1654年(承応3年) 松平綱重(3代目家光公の三男/4代将軍徳川家綱の弟)の下屋敷が造営される。
1707年(宝永4年) 6代目将軍・徳川家宣が中島の御茶屋を造営す。
1709年(宝永6年) 濱御殿奉行という奉行職が設置されることになり、初代奉行に「永井伊豆守直敬」が任命される。
1724年(享保9年) 中島の茶屋が火災により焼失す。(但し、確たる証拠なし)
1729年(享保14年) ベトナムから象が渡来。以後、濱御殿に象舎が建てられ飼育される。
1788年(天明8年) 中島の御茶屋が再建される。(11代目将軍・家斉公の御代)
1853年(嘉永6年) 沿岸防備のために園内に大砲5門が設置される。
1866年(慶応2年)11月 奉行職が廃止され、新たに海軍奉行が置かれる。浜御殿は海軍所となる。
1869年(明治2年) 外国人接待所「延遼館」が竣工。延遼館は明治維新後も鹿鳴館が完成するまでは迎賓館として使用される。

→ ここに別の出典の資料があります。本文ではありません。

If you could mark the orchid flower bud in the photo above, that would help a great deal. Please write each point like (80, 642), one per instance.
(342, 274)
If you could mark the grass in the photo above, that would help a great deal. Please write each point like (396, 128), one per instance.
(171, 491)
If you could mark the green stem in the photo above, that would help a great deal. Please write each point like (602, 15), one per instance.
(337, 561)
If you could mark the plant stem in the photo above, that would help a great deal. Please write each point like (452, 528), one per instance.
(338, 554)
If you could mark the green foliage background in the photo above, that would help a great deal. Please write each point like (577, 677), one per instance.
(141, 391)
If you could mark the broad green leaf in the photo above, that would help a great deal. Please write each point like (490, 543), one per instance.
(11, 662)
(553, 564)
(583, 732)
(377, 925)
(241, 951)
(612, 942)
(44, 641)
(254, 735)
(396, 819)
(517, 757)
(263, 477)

1870年(明治3年) 宮内省の管轄となり「離宮」と改称される。明治天皇も度々、足を運ばれるようになる。
1879年(明治12年) ドイツの皇太子フリードリヒが訪問。アメリカ大統領のユリシーズ・S・グラントも延遼館に1か月滞在し、中島の御茶屋で明治天皇との謁見が行わる。
1889年(明治22年) 延遼館が取り壊される。
1923年(大正12年) 関東大震災と東京大空襲(1945年)で、大手門や複数の御茶屋や樹木が焼失す。庭園全体的に大きく損傷す。
1945年(昭和20年)11月3日 GHQの要求により東京都に下賜される。
1946年(昭和21年)4月1日 都立庭園として開園。
1952年(昭和27年) 「旧浜離宮庭園」として特別史跡・特別名勝の指定を受ける。
1972年(昭和47年) 他の都立公園とともに無料化される。(後に再有料化)
1983年(昭和58年) 中島の御茶屋の復元工事が完了す。
2000年代前半 対岸の旧汐留貨物ターミナルが再開発され汐留の高層ビル群が林立す。
2010年(平成22年)12月 松の御茶屋の復元工事が完了す。
2015年(平成27年)5月 燕の御茶屋の復元工事が完了す。
2018年(平成30年)4月 鷹の御茶屋の復元工事が完了す。
2018年(平成30年) 園内にてライトアップイベントが開催される。
2019年(平成31年) 園内にてライトアップイベントが開催される。